HIV: minder sterfte maar meer bijwerkingen
* Startdatum: 11-03-2009
* Tijd: 15.45
* Locatie: Aula
* Titel: HIV: minder sterfte maar meer bijwerkingen
* Plaats: Aula
* Spreker: M.G.A. van Vonderen
* Promotor: prof.dr. S.A. Danner prof.dr. P. Reiss
* Onderdeel: VU medisch centrum
* Wetenschapsgebied: Medisch
* Evenementtype: Promotie
Marit van Vonderen onderzocht voor haar promotieonderzoek methoden om de bijwerkingen bij de combinatiebehandeling voor HIV-infectie te beperken Zij ontdekte dat er bij de behandeling zonder antivirale middelen (zidovudine/lamivudine ZDV/3TC) geen vetaandoening (lipodystrofie) of te hoog bloedsuikergehalte voorkomt en de botdichtheid minder achteruit gaat. Bij het vervangen van een van de geneesmiddelen in de combinatiebehandeling door het middel atazanavir zag zij een duidelijke afname in het cholesterol- en bloedvetgehalte.
Sinds de combinatiebehandeling voor HIV-infectie beschikbaar is gekomen, is de sterfte onder patiënten met HIV fors gedaald. Helaas worden steeds meer bijwerkingen van de behandeling gezien, zoals veranderingen in lichaamsvetverdeling (lipodystrofie), verminderde gevoeligheid voor het hormoon insuline (insulineresistentie), verhoogd cholesterol- en bloedvetgehalte en botontkalking.

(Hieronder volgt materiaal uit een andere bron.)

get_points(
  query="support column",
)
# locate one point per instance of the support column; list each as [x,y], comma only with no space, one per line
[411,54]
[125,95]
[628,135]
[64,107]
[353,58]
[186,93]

Van Vonderen onderzoekt twee strategieën om deze bijwerkingen te beperken. De eerste is een combinatiebehandeling zonder zidovudine/lamivudine (ZDV/3TC), een van de verdachten voor deze bijwerkingen. Zij deed dit door middel van het MEDICLAS onderzoek (Metabolic effects of different classes of
antiretrovirals/stofwisselingseffecten van verschillende klassen geneesmiddelen tegen HIV). Tijdens twee jaar behandeling zonder ZDV/3TC werd geen lipodystrofie of insulineresistentie gesignaleerd, terwijl patiënten die ZDV/3TC kregen beide bijwerkingen ontwikkelden. Ook de botdichtheid ging minder achteruit zonder ZDV/3TC. Een nadeel van deze laatste behandeling was de grotere toename in het cholesterol- en bloedvetgehalte. Hieruit concludeert Van Vonderen dat ZDV/3TC waar mogelijk niet langer gebruikt moet worden bij patiënten die voor het eerst met de combinatiebehandeling tegen HIV starten.
De tweede onderzochte strategie was het vervangen van een van de geneesmiddelen in de combinatiebehandeling door het middel atazanavir. Bij patiënten die overgingen op atazanavir werd een duidelijke afname gezien in het cholesterol- en bloedvetgehalte. Dit is gunstig bij een verhoogd risico op hart- en vaatziekten.
Het onderzoek van Van Vonderen draagt bij aan een verfijning van de behandeling voor patiënten met HIV-infectie. Deze combinatiebehandeling wordt steeds meer individueel maatwerk, doordat meer anti-HIV middelen beschikbaar komen. Het streven is de lange-termijn bijwerkingen van deze levenslange therapie tot een minimum te beperken.